John Geddes

Frye saw Antony and Cleopatra's air 'thick with information'

Making it Shakespeare's perfect play for the 21st century

Professor Northrop Frye. (Boris Spremo/Getty Images)

Professor Northrop Frye. (Boris Spremo/Getty Images)

One morning about three decades ago, as I slid into my usual seat in a big University of Toronto lecture hall, just one of about 300 undergrads packing Northrop Frye’s famous second-year Shakespeare course, I noticed that an unfamiliar, slightly superior-looking group had taken over the back row.

I asked around and found out they were Ph.D. and M.A. students who had caught wind of Frye’s intention to try out some new ideas that day about Antony and Cleopatra. After the great critic took his customary sip of water and began talking, I glanced back and the interlopers were furrowing their brows and scribbling a lot of notes.

It made the lecture even more exciting than usual. Of course, I didn’t know nearly enough to pick out any new Frye material.
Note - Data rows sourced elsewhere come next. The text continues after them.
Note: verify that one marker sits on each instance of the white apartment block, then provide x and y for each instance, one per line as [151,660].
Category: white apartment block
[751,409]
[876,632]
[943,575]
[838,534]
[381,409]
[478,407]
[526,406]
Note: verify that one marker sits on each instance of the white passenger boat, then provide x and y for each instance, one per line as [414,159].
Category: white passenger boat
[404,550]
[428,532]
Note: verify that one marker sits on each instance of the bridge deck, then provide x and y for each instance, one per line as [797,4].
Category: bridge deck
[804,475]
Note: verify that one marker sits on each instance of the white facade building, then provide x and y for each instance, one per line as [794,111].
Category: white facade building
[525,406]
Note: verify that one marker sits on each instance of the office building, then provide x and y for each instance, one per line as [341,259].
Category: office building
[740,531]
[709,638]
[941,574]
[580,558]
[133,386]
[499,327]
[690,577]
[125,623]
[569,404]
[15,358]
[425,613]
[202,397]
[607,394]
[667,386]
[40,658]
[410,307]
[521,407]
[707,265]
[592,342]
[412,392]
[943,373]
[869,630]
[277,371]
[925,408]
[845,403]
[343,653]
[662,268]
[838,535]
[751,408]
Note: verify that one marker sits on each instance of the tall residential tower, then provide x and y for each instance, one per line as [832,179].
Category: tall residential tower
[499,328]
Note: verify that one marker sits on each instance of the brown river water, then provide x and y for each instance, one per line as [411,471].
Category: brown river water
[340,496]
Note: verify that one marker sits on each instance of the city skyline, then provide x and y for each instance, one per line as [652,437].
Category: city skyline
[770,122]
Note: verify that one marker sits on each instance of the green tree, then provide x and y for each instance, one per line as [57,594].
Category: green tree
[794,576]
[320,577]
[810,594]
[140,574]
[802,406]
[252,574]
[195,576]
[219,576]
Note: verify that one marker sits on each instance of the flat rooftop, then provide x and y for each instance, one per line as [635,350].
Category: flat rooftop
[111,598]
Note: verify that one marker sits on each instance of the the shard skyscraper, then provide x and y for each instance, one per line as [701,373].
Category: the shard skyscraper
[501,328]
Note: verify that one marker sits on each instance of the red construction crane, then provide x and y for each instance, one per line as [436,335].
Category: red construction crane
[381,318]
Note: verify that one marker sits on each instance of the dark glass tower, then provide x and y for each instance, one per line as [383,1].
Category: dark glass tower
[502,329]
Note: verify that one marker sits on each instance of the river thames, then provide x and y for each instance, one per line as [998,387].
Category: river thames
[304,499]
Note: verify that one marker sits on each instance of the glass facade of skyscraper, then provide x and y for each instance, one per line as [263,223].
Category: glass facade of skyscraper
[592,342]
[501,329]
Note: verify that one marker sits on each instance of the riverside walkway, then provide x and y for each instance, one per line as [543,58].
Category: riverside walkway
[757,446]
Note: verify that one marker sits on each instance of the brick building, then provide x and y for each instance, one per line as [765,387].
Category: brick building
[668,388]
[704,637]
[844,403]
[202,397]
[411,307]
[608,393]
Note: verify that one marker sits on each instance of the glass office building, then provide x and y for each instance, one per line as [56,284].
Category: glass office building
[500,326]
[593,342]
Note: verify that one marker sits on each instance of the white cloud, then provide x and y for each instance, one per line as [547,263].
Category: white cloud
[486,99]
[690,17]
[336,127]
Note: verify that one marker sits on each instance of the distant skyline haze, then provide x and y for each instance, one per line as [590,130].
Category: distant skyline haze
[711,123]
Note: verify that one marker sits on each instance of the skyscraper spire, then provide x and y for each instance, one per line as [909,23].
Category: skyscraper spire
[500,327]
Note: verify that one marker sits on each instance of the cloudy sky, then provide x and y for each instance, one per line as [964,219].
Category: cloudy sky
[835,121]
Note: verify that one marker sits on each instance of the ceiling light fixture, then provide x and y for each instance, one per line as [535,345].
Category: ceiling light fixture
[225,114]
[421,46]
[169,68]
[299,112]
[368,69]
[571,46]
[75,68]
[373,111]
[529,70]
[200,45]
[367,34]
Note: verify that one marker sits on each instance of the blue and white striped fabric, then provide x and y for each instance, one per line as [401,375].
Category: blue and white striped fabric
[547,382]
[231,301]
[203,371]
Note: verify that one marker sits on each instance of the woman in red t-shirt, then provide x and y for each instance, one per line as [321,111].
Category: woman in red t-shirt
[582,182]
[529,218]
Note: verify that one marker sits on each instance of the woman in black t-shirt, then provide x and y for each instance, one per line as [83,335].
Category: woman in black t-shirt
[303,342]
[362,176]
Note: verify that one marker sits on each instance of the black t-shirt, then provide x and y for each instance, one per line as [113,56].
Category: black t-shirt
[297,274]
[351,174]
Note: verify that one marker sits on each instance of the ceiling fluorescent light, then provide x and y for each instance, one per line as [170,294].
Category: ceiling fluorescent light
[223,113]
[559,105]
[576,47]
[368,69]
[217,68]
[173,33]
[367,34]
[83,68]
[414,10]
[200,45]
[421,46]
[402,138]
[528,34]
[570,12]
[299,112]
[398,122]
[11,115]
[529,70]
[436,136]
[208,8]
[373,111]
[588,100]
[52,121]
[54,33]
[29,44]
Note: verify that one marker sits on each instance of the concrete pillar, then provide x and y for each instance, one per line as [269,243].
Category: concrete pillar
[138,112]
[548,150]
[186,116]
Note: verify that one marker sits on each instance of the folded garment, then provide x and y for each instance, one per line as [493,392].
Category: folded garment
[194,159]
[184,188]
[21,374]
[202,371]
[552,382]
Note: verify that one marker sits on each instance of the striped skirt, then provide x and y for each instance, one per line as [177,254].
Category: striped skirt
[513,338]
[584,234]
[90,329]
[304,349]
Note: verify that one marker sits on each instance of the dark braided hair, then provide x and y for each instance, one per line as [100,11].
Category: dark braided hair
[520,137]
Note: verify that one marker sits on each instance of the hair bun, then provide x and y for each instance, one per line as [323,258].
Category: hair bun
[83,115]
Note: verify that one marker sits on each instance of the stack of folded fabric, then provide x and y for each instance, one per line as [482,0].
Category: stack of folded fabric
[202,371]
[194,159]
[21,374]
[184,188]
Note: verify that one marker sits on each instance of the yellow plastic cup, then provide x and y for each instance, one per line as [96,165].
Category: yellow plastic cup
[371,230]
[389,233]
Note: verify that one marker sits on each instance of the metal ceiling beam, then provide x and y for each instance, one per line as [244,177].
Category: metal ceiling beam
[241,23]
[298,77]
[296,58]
I’m pretty sure I leaned forward, though, when he began making his case for Antony and Cleopatra as the Shakespeare play most likely to feel essential in the 21st century, the way Hamlet had seemed most central in the 19th and King Lear most urgent in the 20th.

Fortunately, I don’t have to rely on memory alone to know what he said that day; his lectures from that early 1980s period were taped, transcribed, edited, and published as Northrop Frye on Shakespeare in 1986five years before he died. I reread that priceless record as we approach, this April 23, the 400th anniversary of Shakespeare’s death.

Back in the early 1980s, Frye saw an era dawning that reminded him of Antony and Cleopatra. In the play, the Roman Empire sprawls into the Middle East; it’s nothing like the contained atmosphere audiences sense in Shakespeare’s English history plays. “We’re not in a closely knit kingdom anymore,” Frye said. “There’s only one world, so there’s no patriotism, only more or less loyalty to competing leaders.”

The shared currency of this boundless world is what we might now call data or content. “There are any number of messengers in the play, and the air is thick with information and news,” Frye observed, “but nothing seems to be getting communicated, although when something does happen it affects the whole world at once.”

Sound familiar? Remember, he made this observation about the play—and, by inference, about our times—long before advent of the Internet and our adoption of “globalization” as the catch-all label for anything important going on anywhere.

The 400th anniversary of Shakespeare’s death is prompting tributes and celebrations, books and performances. They are all expressions of astonishment at the almost unbelievable output of a single poet and playwright. But, thinking back on Frye’s Antony and Cleopatra lecture, I’m struck less by Shakespeare’s own achievement than by the insights his plays reliably spark in others.

Of course, all top-flight imaginative literature makes us think. But the best writing often pulls us deep into an author’s particular universe. It’s often hard to detach the invention from the writer’s era and real-life experiences. Sometimes the art carries the burden of dogma. You need to give yourself over to all those elements to get the full experience.

Shakespeare isn’t like that. He offers up worlds ranging from giddily fanciful to grittily realistic. His plays have proven endlessly adaptable to interpretations that reflect the preoccupations of any time or place. They are the opposite of ideological. In other words, they give themselves over to you, rather than the other way around.

Mull over a Shakespeare play and you’re soon thinking differently about whatever is really on your mind. If you’re a genius like Frye, your thoughts might illuminate the next century. In Antony and Cleopatra, he didn’t just see a world full of messages. He also suspected that in an information age, no utterance would be truly private. So Cleopatra “never soliloquizes; she talks to herself occasionally, but someone else is always listening and she always knows it.” Again, it sounds unsettlingly familiar.

I wonder if this was the sort of stuff those grad students in the back row found most interesting about Frye’s lecture that day. They must have caught nuances and details the rest of us missed—serious study pays off that way. Still, Frye was expounding on Shakespeare, and for four centuries now, Shakespeare has refused to pass from being our common property to become the private reserve of scholars.

I don’t remember what we undergrads were talking about as we left the hall. I’d like to think we were buzzing, if not about Antony and Cleopatra, then about Frye’s speculations on the new century then bearing down on us. Or maybe it was both, since with Shakespeare, it’s hard to be sure when talking about the play ends and talking about the world begins.